Claude Arpi
Daily News and Analysis
November 2, 2012
‘Mao will lead China forever’ was the title of a famous poster during the Great Proletarian Cultural Revolution led by its great helmsman, who in Problems of War and Strategy, affirmed:
“Some people have ridiculed us as the advocates of omnipotence of war … we are the advocates of the omnipotence of the revolutionary war, which is not bad at all, but good and is Marxist.”
This was one of the many ‘thoughts’ of ‘Chairman Mao’. “To include Mao or not to include Mao? That is the tough question China’s rulers are facing as the nation prepares for the once-a-decade leadership transition”, writes Cary Huang in The South China Morning Post. One can understand that Xi Jinping, theman expected to be China’s new leader, does not really believe in Mao’s cult. Xi was nine when he saw his father, Xi Zhongxun, then PRC’s vice premier unfairly purged by Mao in 1962. Xi Zhongxun only reappeared in 1978, when Deng Xiaoping handed him the task of starting economic reforms in the coastal areas.

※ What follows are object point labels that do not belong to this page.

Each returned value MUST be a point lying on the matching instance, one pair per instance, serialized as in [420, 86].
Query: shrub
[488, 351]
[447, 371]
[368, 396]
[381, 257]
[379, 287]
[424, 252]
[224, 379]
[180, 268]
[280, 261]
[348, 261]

The ‘Great Leap Forward’, which began in China in February 1958 and resulted in the largest man-made starvation in human history. Mao Zedong’s objective was to surpass Great Britain in industrial production in 15 years; every citizen had to start producing steel at home, with a backyard furnace. In agriculture, Mao thought that very large communes would cater to a many-fold increase in the cereal production to make China a heaven of abundance. Introduced and managed with frantic fanaticism, the programme collapsed soon enough.
In 1959, the defence minister and an old companion of Mao, Peng Denhai, raised his voice against the general madness and sycophancy of the plan. Mao immediately ‘purged’ Peng for daring to criticise him. The Great Leap Forward continued for three years and over 40-50 million died of hunger.
As tension increased on the border with India in the early 1960’s, did Nehru realise that China was a starving nation? Moreover, the ‘great’ Indian intelligence chief, BN Mullik was blissfully unaware that by the end of 1961 Mao was practically out of power?
Dr Zhisui Li, his personal physician recounts that the Chairman was: “…depressed over the agricultural crisis … Mao was in temporary eclipse, spending most his time in bed”.In January 1962,Dr Li noted: “… he convened another expanded Central Committee work conference to discuss the continuing disaster, his support within the party was at its lowest.” It is only by the Fall of 1962 that Mao would return with a bang. The conflict with India was closely linked with his comeback.
Mao decided to first ‘fix’ Marshal Peng; for the purpose, he used the Machiavellian Kang Sheng, later responsible for the security and intelligence during the Cultural Revolution, to do the dirty job.
The pretext was the Gao Gang affair. Gao, a senior Communist leader, had been the victim of the first major purge within the CCP in 1953-54. Mao believed thatPeng had been involved in the Gao Gang episode. The easiest way to get Peng out was to attack one of his closest collaborators, Xi Zhongxun, who had served as his Political Commissar, when the First Field Army entered Eastern Tibet in 1949.
Kang Sheng suggested a flimsy pretext (Xi Zhongxun would have edited a novel mentioning a character similar to Gao Gang). In The Origins of the Cultural Revolution, Roderick MacFarquhar wrote: “ … Kang Sheng was thus free to lead the attack on Xi, and thereafter to lead the second special case review commission in its investigation of the supposed ‘anti-party group’ led by Xi.” ThusXi Zhongxunwas ‘sent in the wilderness’.
During the last few days, China’s watchers have been analysing the omission of Mao Zedong’s name in a Xinhua communique about the CCP’s 18th Congress, which is to begin on November 8. The statement made references to president Hu Jintao , his predecessor Jiang Zemin , and Deng Xiaoping, the architect of the ‘reform and opening up policy’, but no trace of Mao.
The future will tell us if the Chinese Constitution is amended and Mao’s name is forever dropped, but one can understand that Xi Jinping, the next leader of China, has some reservations about the greatness of Mao’s Thoughts.